We spent the rest of the evening walking around Police Bazaar, looking for anything we could buy to take back home. Sadly, the markets are full of vendors selling everything but local goods. I was looking forward to buying some tribal jewelry or garments, but I was sorely disappointed. There is another market the locals call Bara Bazaar. It’s always very crowded and more like a wholesale market where locals might go to stock up on vegetables, meat, electrical goods etc. It’s a complete madhouse in Bara Bazaar. 




Day 7. October 27. Mawsynram 
65 kilometers away from Shillong is the village of Mawsynram, reportedly the wettest place on Earth (this title, until most recently, was held by Cherapunjee) The drive to Mawsynram takes around 2 hours and the road takes you past many little villages with little toy-town dwellings. They’re small, but as pretty as a picture. 

Mawsynram itself is situated right atop the hill and although fairly large, there’s nothing to do here but look at the many houses, watch school kids go by and drive back to Shillong. At the foothills, we stepped into a solitary restaurant standing by the side of the road.

The boy at the counter presented us with a heavy menu, but all it contained was a single sheet with a few items on it, most of which were unavailable. We settled for a bowl of noodles and some coffee (total cost, Rs.130) before moving on, stopping next only at Café Shillong for a late lunch.

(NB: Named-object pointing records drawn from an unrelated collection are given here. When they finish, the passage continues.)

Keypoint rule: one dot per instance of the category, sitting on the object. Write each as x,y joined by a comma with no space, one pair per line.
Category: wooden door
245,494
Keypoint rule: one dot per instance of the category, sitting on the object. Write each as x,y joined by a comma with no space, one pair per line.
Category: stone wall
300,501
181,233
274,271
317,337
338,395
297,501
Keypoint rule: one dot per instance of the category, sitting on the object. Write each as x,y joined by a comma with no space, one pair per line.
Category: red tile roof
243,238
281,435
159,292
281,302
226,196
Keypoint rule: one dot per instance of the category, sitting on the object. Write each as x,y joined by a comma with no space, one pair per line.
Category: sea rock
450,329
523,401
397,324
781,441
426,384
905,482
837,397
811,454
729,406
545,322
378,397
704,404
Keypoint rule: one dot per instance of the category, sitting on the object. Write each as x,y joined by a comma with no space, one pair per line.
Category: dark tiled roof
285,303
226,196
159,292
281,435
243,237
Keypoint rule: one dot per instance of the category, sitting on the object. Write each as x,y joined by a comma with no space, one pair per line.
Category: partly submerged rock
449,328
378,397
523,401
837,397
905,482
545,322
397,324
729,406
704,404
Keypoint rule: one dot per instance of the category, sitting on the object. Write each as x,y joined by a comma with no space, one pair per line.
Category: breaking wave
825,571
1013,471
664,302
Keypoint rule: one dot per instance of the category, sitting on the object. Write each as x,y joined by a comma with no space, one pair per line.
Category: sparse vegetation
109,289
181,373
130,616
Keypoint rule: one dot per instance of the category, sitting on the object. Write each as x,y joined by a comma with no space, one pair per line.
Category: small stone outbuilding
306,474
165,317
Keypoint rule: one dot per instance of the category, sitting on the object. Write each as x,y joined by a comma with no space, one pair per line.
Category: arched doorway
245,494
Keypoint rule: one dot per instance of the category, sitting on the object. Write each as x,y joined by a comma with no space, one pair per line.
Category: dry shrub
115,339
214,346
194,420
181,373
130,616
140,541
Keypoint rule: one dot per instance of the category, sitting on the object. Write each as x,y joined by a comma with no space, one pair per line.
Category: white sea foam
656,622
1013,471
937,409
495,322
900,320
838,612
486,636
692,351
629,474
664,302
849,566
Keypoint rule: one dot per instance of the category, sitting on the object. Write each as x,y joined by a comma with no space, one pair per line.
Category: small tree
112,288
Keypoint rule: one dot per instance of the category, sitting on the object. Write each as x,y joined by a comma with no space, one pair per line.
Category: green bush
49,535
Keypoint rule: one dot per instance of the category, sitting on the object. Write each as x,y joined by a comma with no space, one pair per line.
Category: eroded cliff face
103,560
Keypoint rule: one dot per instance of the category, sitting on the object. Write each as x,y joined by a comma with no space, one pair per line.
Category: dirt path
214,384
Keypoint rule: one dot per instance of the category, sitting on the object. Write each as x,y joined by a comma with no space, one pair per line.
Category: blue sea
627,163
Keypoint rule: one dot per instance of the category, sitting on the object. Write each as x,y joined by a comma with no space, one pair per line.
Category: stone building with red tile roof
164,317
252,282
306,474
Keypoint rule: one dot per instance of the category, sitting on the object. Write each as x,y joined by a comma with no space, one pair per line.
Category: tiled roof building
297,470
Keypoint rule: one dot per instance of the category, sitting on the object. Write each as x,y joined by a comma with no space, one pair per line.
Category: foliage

Today, we moved into another B&B, just for one night (Tomorrow we leave for Mumbai). For our last night in Shillong, we chose the Highwinds Hotel, situated beside Lady Hydari Park. Although it has been given fairly good ratings on some travel forums, we were very disappointed with the place for many reasons.
·        The place had not been swept at all. The cupboard door had fallen off as had the window curtain. The bathroom tiles were cracked and loose at many places, and the electric kettle was grimy looking.
·      Room service, when called for, just turns the doorknob and walks right into the middle of the room. This is terrible! Why, the chap once even walked into the room, stood by the bed and asked whether we had called him for anything! We hadn't. 
The food, however, is quite good and tasty, and the bed is comfortable enough to give you a good night's sleep. 


We spent the evening packing for our return to Mumbai the next day, October 28. As stated earlier, there wasn’t anything different to buy from Shillong, but I did pick up a few woven bags and a knitted skirt. That’s it! All packed now and ready to head back home.